The task here is to load your Danish Monarchs csv into R using the tidyverse toolkit, calculate and explore the kings’ duration of reign with pipes %>% in dplyr and plot it over time.

Load the kings

Make sure to first create an .Rproj workspace with a data/ folder where you place either your own dataset or the provided kings.csv dataset.

  1. Look at the dataset that are you loading and check what its columns are separated by? (hint: open it in plain text editor to see)

  2. Create a kings object in R with the different functions below and inspect the different outputs.

# FILL IN THE CODE BELOW and review the outputs

kings1 <- read.csv("data/Danish_kings")
kings2 <- read_csv("data/Danish_kings")
kings3 <- read.csv2("data/Danish_kings")
kings4 <- read_csv2("data/Danish_kings")

Answer: 1. Which of these functions is a tidyverse function? Read data with it below into a kings object

read_csv() and read_csv2() is a part of the tidyverse-package (specifically readr). read.csv() and read.csv2() belongs to base R.

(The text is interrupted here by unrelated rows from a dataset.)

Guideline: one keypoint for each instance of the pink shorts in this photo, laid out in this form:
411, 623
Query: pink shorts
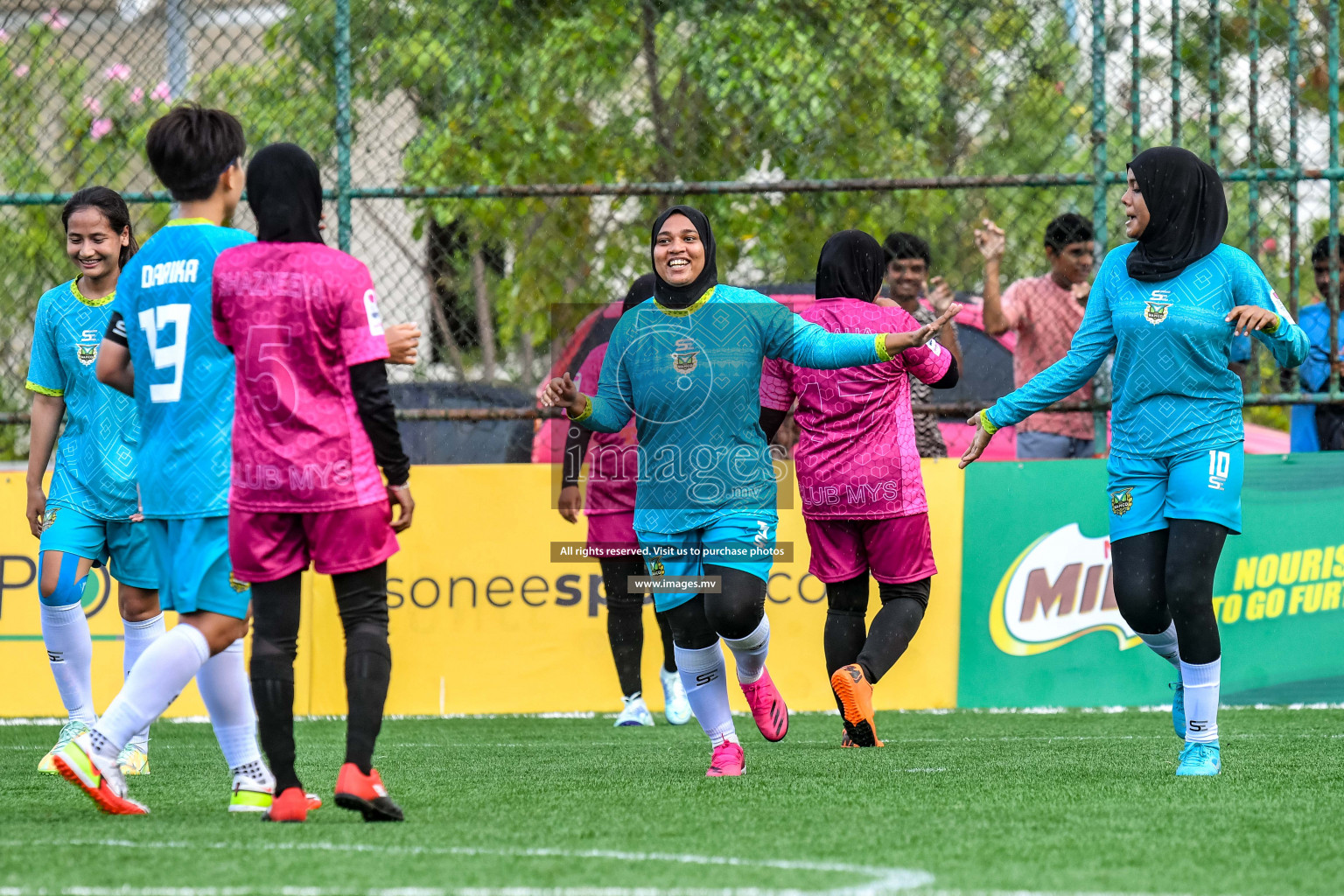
270, 546
897, 550
613, 532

  1. What is the result of running class() on the kings object created with a tidyverse function. class(kings4)

[1] “tbl_df” “tbl” “data.frame”

  1. How many columns does the object have when created with these different functions?

kings1 <- read_csv2(“data/Danish_kings”)
kings2 <- read_csv2(“data/Danish_kings”)
kings3 <- read_csv2(“data/Danish_kings”)
kings4 <- read_csv2(“data/Danish_kings”)

There is 11 columns

  1. Show the dataset so that we can see how R interprets each column

glimpse(Danish_kings.csv) View(Danish_kings.csv)

# COMPLETE THE BLANKS BELOW WITH YOUR CODE, then turn the 'eval' flag in this chunk to TRUE.

kings <- Danish_kings

class(kings)


glimpse(kings)


View(kings)

Calculate the duration of reign for all the kings in your table

You can calculate the duration of reign in years with mutate function by subtracting the equivalents of your startReign from endReign columns and writing the result to a new column called duration. But first you need to check a few things:

Create a new column called duration in the kings dataset, utilizing the mutate() function from tidyverse. Check with your group to brainstorm the options.

The code I used

kings <- kings %>%
  filter(!is.na(start_reign) & !is.na(end_reign))
kings <- kings %>%
  mutate(duration = end_reign - start_reign)
glimpse(kings)

Calculate the average duration of reign for all rulers

Do you remember how to calculate an average on a vector object? If not, review the last two lessons and remember that a column is basically a vector. So you need to subset your kings dataset to the duration column. If you subset it as a vector you can calculate average on it with mean() base-R function. If you subset it as a tibble, you can calculate average on it with summarize() tidyverse function. Try both ways!

The code I used

kings %>%
  summarise(avg_duration = mean(duration, na.rm = TRUE))

The average duration of reign for all rulers was 20.2 years

How many and which kings enjoyed a longer-than-average duration of reign?

You have calculated the average duration above. Use it now to filter() the duration column in kings dataset. Display the result and also count the resulting rows with count()

The code I used

long_reign_kings <- kings %>%
  filter(duration > average_duration)
long_reign_kings %>% count()
print(long_reign_kings)

24 kings enjoyed a longer-than-average duration of reign

How many days did the three longest-ruling monarchs rule?

#The code I used

top_3_kings <- kings %>%
  arrange(desc(duration)) %>%
  slice(1:3) %>%
  mutate(days = duration * 365.25)
print(top_3_kings)
glimpse(top_3_kings)
21915.00+18993.00+15705.75

The answer is 56613 days

And to submit this rmarkdown, knit it into html. But first, clean up the code chunks, adjust the date, rename the author and change the eval=FALSE flag to eval=TRUE so your script actually generates an output. Well done!